Parlando della NATO il discorso si sposta naturalmente sui maggiori contributori dell’alleanza, gli Stati Uniti, sul candidato repubblicano alla presidenza Trump, e sulle sue affermazioni per quanto concerne l’aiuto americano, che, in caso di elezione, verrebbe negato per quei paesi che non contribuissero quanto gli USA ai bilanci dell’alleanza. L’opinione generale è chiara, Trump è visto come una persona poco credibile, “Non controlla la NATO e non può cambiare i trattati, non è una persona seria. Comunque l’Estonia paga la sua parte e non ha nulla di cui preoccuparsi” mi dice Ville, di Tallinn.
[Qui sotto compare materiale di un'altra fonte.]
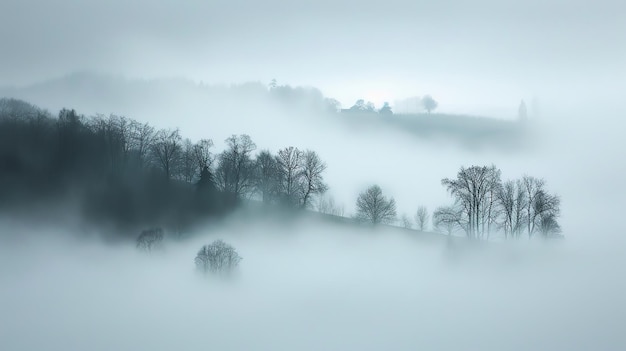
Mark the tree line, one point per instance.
(483, 205)
(129, 172)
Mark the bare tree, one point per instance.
(327, 205)
(235, 171)
(511, 199)
(429, 103)
(166, 150)
(289, 161)
(267, 178)
(534, 188)
(421, 218)
(449, 219)
(188, 165)
(149, 239)
(312, 179)
(142, 137)
(474, 191)
(373, 207)
(202, 153)
(217, 257)
(406, 221)
(546, 209)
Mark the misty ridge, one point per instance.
(312, 175)
(157, 100)
(117, 170)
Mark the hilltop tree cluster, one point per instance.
(129, 172)
(484, 204)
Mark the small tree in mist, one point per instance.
(429, 103)
(421, 218)
(386, 109)
(217, 257)
(149, 239)
(373, 207)
(406, 221)
(327, 205)
(312, 179)
(448, 219)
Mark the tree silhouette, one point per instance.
(429, 103)
(312, 179)
(375, 208)
(217, 257)
(475, 190)
(421, 218)
(235, 171)
(149, 239)
(386, 109)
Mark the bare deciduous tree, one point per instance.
(217, 257)
(267, 178)
(166, 150)
(142, 137)
(235, 171)
(149, 239)
(546, 209)
(289, 169)
(512, 202)
(327, 205)
(312, 178)
(188, 165)
(474, 191)
(406, 221)
(421, 218)
(202, 153)
(449, 219)
(373, 207)
(429, 103)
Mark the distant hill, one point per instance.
(470, 131)
(183, 103)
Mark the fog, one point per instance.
(312, 284)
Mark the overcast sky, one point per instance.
(482, 53)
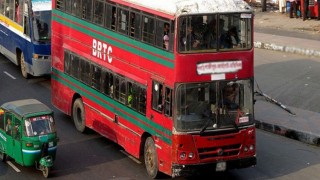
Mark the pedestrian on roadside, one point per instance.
(293, 8)
(306, 10)
(318, 4)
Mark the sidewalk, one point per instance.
(294, 35)
(276, 31)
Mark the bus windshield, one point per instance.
(42, 26)
(39, 125)
(215, 32)
(213, 105)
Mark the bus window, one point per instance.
(148, 29)
(9, 9)
(60, 4)
(85, 71)
(135, 25)
(119, 89)
(74, 66)
(113, 18)
(142, 100)
(1, 116)
(168, 102)
(123, 21)
(107, 83)
(67, 67)
(96, 76)
(18, 12)
(68, 6)
(98, 12)
(157, 96)
(26, 27)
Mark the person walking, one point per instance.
(306, 10)
(293, 8)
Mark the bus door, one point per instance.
(161, 102)
(13, 131)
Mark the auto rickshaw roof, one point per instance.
(25, 107)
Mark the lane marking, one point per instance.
(131, 157)
(9, 75)
(13, 166)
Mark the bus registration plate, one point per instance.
(221, 166)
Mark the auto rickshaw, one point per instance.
(28, 134)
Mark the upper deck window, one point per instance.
(215, 32)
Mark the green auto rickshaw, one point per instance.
(28, 134)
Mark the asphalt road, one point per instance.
(90, 156)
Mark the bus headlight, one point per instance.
(191, 155)
(182, 155)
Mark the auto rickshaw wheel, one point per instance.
(151, 158)
(3, 156)
(78, 115)
(46, 171)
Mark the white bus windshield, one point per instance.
(42, 25)
(39, 125)
(215, 32)
(214, 105)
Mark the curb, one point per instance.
(305, 137)
(288, 49)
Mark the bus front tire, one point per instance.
(23, 66)
(3, 156)
(151, 158)
(78, 115)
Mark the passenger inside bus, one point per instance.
(190, 41)
(210, 39)
(229, 97)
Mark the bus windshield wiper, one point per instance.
(207, 114)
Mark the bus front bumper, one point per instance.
(187, 170)
(41, 66)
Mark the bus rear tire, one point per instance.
(78, 115)
(3, 156)
(23, 66)
(151, 158)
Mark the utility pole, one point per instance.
(264, 5)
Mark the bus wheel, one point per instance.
(46, 171)
(151, 158)
(23, 66)
(3, 156)
(78, 115)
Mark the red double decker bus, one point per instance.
(169, 81)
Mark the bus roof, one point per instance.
(177, 7)
(26, 106)
(41, 5)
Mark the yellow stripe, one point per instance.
(10, 24)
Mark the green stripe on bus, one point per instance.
(157, 128)
(81, 25)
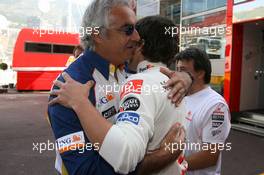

Se il patto atlantico è visto come qualcosa di irrinunciabile, l’opinione sull’Unione Europea è più controversa: da tutti viene apprezzato il contributo finanziario offerto, mentre l’incisività dal punto di vista politico è quantomeno dubbia. In particolare la questione dei migranti sembra stare a cuore a tutti, che infatti lamentano il numero eccessivo di arabi e africani; cosa che, a chi proviene da un paese occidentale appare abbastanza ridicola, visti i numeri minimi di immigrati in quegli stati, per altro a colpo d’occhio soprattutto indiani e asiatici. Stati che restano, anche in seguito della crisi economica che ha tarpato le ali alla crescita post-sovietica, principalmente paesi di emigrazione, con un costo della vita spropositato rispetto ad uno stipendio di 500€ al mese per un giovane e un mercato immobiliare con costi decisamente elevati. Le difficoltà mostrate da Bruxelles nella gestione dei flussi fa storcere il naso a molti, così come le intromissioni nella politica interna dei paesi da parte delle istituzioni comunitarie.
In ogni caso tanto gli intervistati quanto gli attuali governi preferiscono l’Europa a Mosca. Proprio sui rapporti con la Russia è interessante notare come tutti gli intervistati rimarchino la differenza che corre tra il governo della federazione e i cittadini russi. Putin è visto come qualcuno di cui non fidarsi, le opinioni sono divise sulle sue vere intenzioni, c’è chi crede che abbassare la guardia sia impossibile e chi, come Michael, da Varsavia dice che “Putin vuole solo mostrare i muscoli, non intende agire davvero”. Mentre la politica del Cremlino viene ampiamente criticata, questa diffidenza non si ripercuote nei rapporti con i russi, che vengono sempre descritti come persone intelligenti e degne di stima. In particolare nelle tre repubbliche baltiche, dove la minoranza etnica russa è molto abbondante (27% in Lettonia, 25% in Estonia) nessuno sembra pensare che le minoranze etniche russe preferirebbero la riunificazione col Cremlino come avvenuto in Ucraina.
La situazione è tesa e, specialmente nelle vecchie generazioni, è forte il ricordo degli anni del socialismo reale e della russificazione forzata. La Polonia è in questo momento guidata da un partito nazionalista che vede con sospetto il vicino orientale, mentre le repubbliche baltiche, per quanto scarsamente popolate, o forse proprio per questo, sono fiere dell’indipendenza ritrovata e non intendono rinunciarvici. Nel caso di un nuovo scenario ucraino credo potrebbe aspettarci una situazione più complicata e sanguinosa. La speranza è che non si arrivi a tanto e che gli sforzi occidentali si rivelino fruttuosi nel salvaguardare questi paesi, ponti tra il mondo post-sovietico e quello atlantico.